R. Kent Harrell for Guardian Ad Litem.
Duncan B. McCormick for respondent-appellant Stephanie B.
CALABRIA, Judge.
Respondent-mother (Stephanie B.) appeals from an order of
the trial court, terminating her parental rights to S.R.B.
(S.R.B.) and C.A.B. (C.A.B.) (collectively the minor
children). We affirm.
Stephanie B. and James B. (James B.) are the biological
parents of the minor children. On 19 April 2004, the Pender County
Department of Social Services (D.S.S.) filed a petition to
terminate the parental rights of the biological parents. The
petition alleged that grounds existed to terminate Stephanie B.'s
parental rights based on neglect, willfully leaving the minor
children in foster care for more than twelve months without showing
to the satisfaction of the court that reasonable progress had beenmade, and failing to pay a reasonable portion of the cost of care
for the minor children for a continuous period of six months next
preceding the filing of the petition although physically and
financially able to do so. The petition further alleged that
grounds existed to terminate James B.'s parental rights. The
Pender County District Court subsequently heard the matter of
termination of Stephanie B.'s parental rights and made, inter alia,
the following findings of fact:
4. That [S.R.B.] and [C.A.B.] were
adjudicated dependent Juveniles on 22 July
2002. Neither parent had stable, independent
housing in which the children could reside.
Respondent-Mother was reliant on various
friends and relatives to provide shelter.
Additionally, the Respondent-Mother and
Respondent-Father admitted engaging in acts of
domestic violence in the presence of the
children. The exposure to said violence
resulted in the Juvenile, [C.A.B.] exhibiting
violent behaviors towards adults and children
in his presence.
5. That the Respondent has willfully left the
Juvenile in foster care in excess of twelve
months without showing that reasonable
progress under the circumstances has been made
within twelve months in correcting the
conditions which led to the removal of said
Juveniles.
6. That approximately five (5) months after
the Juveniles were removed from the home of
the Respondent-Parents, Respondent-Mother
still lacked stable housing. Within that
period of time, she resided with relatives,
friends and currently has temporary housing
with a minister.
7. That the behavioral problems exhibited by
the Juveniles diminished during the out-of-
home placements; however, the behaviors
resurfaced after visitations with the
Respondent-mother.
8. That Respondent-Mother's reunification
attempts improved to the extent of obtaining a
psychological evaluation and beginning the
recommended therapy sessions. Respondent-Parents rented housing and unsupervised visits
began during the weekends Respondent-Father
was in the residence. Subsequently, the Court
authorized a trial placement with Respondent-
Mother in May of 2003. Respondent-Mother was
to continue individual therapy, ensure that
the Juveniles' therapy sessions were kept and
display appropriate parenting skills.
9. Less than four (4) months into the trial
placement, the children had to be removed from
Respondent-Mother's residence. [C.A.B.'s]

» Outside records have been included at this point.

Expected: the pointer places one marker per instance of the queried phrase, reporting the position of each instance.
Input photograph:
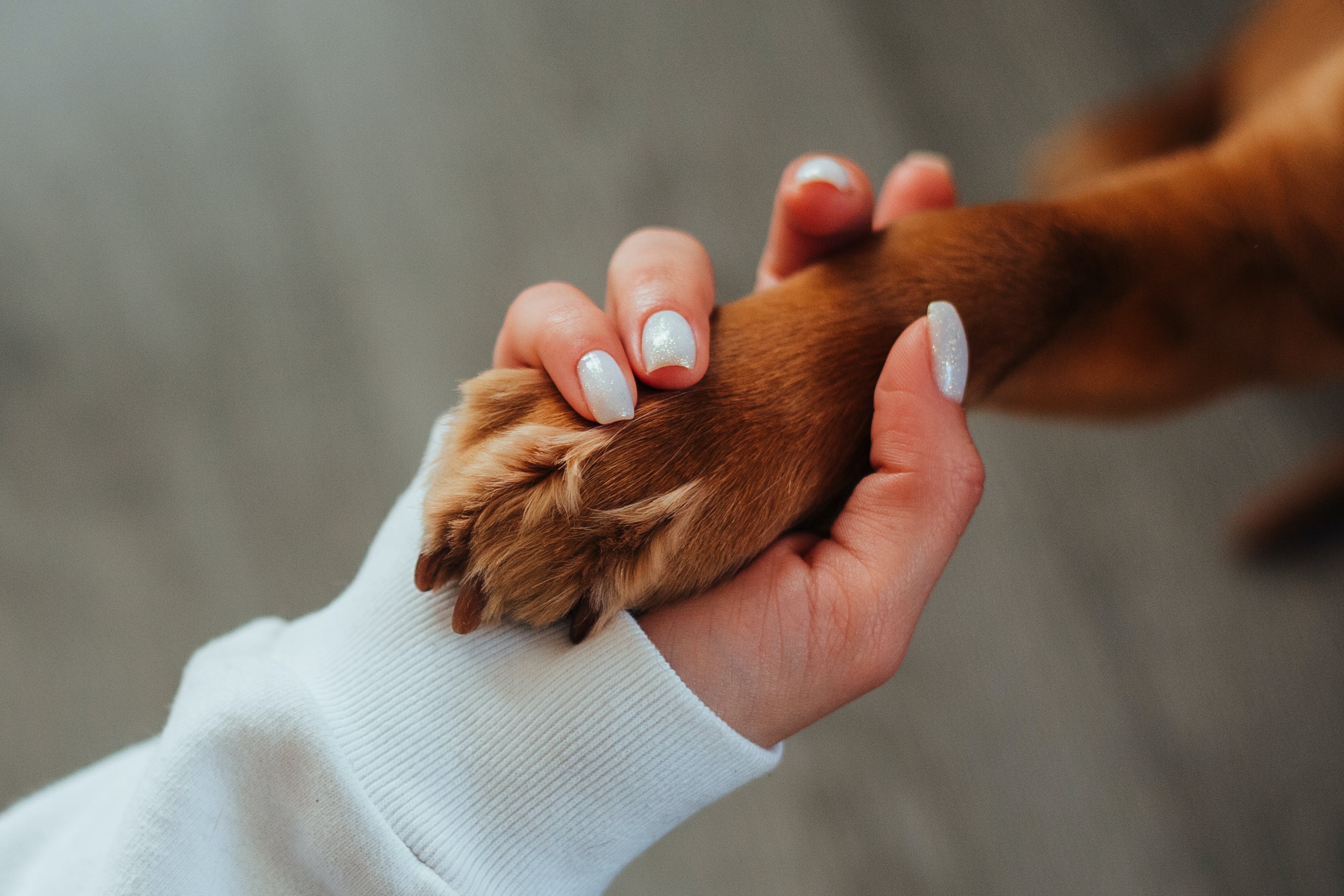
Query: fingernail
(929, 160)
(951, 355)
(667, 342)
(823, 168)
(605, 387)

violent outbursts and physical aggressions
escalated. His classroom day was reduced to
half-days due to his returned hostile
behaviors. [S.R.B.] appeared to resume the
withdrawn behaviors recognized before her
removal from the family home. Instead of
taking [S.R.B.] to school on the first day of
elementary school, Respondent-Mother kept the
child out of school so that Respondent-Mother
could take her test at the community college.

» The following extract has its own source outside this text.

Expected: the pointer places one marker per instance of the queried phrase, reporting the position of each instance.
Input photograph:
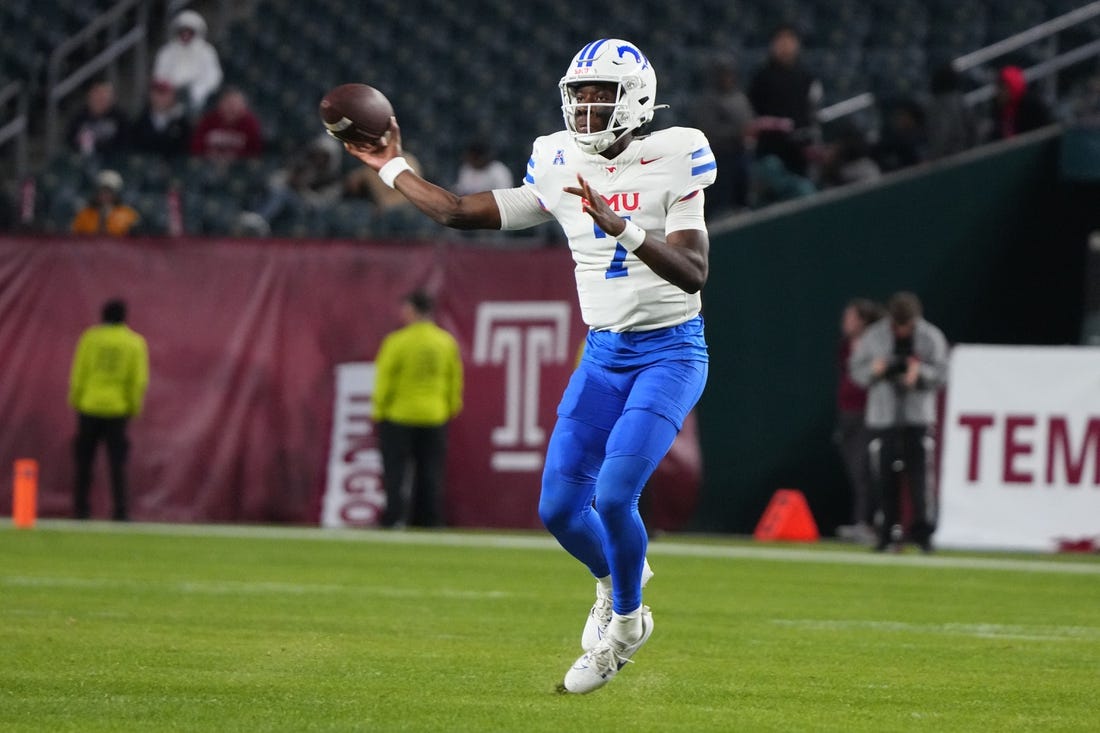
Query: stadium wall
(993, 242)
(248, 339)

10. That Respondent-Father left the family
home to reside and maintain employment in
Charleston, South Carolina. Respondent-Mother
remained dependent on his income to maintain
housing.
11. That when the children were removed from
the Respondent-Mother for the second time, in
a short period of time their behaviors again
improved. [C.A.B.'s] violent behaviors
regressed and his communication skills
improved. [S.R.B.] became more outgoing.
12. That Respondent-Mother has received her
GED in January of 2004, almost two years after
the children came into the legal custody of
the Pender County Department of Social
Services. She has completed the Basic Law
Enforcement Training Course; however, she has
not obtained employment.
13. That the psychological evaluation
conducted on Respondent-Mother indicated that
it is imperative that this woman be in a
comprehensive treatment program involving
antidepressant medication and individual
therapy[.] Respondent-Mother was prescribed
an anti-depressant medication and was to
return to the psychiatrist two months later.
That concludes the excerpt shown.